Early Hockey Careers
By 1976, Marián and Peter were the heart of the Czechoslovakian national team that won the gold medal at the world championships. Both also played at the 1976 Canada Cup tournament, where the team finished second.
The younger Anton joined them in time to successfully defend the Czechoslovakian team’s world title in 1977. All three were part of the national team at the 1980 Olympic Winter Games in Lake Placid, New York, where Czechoslovakia finished fifth.
As hockey stars, the brothers were afforded many luxuries not usually granted to citizens in communist Czechoslovakia — this included cars and nice apartments, as well as cash bonuses for hockey victories.
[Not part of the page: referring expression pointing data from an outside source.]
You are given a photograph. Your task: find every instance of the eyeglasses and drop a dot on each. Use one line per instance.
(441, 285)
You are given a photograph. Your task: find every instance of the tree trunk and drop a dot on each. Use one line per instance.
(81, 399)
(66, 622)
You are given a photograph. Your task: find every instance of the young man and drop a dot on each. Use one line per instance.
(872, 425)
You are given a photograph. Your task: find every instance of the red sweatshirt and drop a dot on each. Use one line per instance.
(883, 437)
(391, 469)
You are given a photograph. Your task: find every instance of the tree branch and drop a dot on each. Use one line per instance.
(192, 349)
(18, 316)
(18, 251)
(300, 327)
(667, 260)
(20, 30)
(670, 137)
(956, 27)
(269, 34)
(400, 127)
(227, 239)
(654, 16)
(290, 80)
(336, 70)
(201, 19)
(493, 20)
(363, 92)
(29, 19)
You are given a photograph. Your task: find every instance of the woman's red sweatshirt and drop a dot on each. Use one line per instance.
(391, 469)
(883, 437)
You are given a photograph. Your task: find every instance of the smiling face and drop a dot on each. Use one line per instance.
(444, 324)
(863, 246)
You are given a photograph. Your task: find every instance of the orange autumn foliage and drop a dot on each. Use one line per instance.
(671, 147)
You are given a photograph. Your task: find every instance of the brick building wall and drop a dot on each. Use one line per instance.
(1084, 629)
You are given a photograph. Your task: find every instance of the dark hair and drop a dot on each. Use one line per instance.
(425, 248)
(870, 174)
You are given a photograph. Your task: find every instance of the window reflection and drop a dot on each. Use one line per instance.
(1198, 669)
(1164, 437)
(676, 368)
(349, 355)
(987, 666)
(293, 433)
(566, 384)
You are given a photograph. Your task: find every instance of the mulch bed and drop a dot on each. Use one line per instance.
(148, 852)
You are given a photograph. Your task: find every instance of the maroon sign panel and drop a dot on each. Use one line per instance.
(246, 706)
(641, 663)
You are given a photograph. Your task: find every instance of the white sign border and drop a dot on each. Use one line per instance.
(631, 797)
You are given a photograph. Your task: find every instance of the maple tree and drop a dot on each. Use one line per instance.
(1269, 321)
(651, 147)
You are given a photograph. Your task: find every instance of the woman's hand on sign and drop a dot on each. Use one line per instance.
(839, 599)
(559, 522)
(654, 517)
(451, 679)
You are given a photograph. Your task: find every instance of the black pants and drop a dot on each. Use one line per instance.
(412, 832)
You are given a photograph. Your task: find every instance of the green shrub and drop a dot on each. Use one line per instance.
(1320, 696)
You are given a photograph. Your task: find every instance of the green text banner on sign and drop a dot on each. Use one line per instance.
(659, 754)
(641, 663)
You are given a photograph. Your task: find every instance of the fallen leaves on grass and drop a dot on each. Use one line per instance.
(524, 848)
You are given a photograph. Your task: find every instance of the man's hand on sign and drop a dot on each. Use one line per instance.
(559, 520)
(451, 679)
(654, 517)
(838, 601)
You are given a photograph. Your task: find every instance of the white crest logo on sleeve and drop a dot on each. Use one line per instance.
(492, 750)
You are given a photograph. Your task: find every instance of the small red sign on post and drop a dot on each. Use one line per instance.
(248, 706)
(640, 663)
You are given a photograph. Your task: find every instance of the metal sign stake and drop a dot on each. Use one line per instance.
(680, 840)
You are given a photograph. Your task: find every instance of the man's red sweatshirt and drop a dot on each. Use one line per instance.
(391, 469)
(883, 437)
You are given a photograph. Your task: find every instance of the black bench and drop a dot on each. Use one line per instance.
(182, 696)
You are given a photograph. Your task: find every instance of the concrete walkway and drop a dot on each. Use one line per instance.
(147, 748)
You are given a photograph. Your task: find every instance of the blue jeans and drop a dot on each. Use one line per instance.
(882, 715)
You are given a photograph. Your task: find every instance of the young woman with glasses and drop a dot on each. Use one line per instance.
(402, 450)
They were also allowed to travel abroad, though usually only for hockey trips.
Peter and Anton Defect to Canada
A number of NHL teams were interested in the Šťastný brothers. The Québec Nordiques, who drafted Anton in 1979, were the most persistent and even planned to help the brothers defect at the 1980 Olympic Winter Games in Lake Placid, New York — however, Czechoslovakian security was too tight.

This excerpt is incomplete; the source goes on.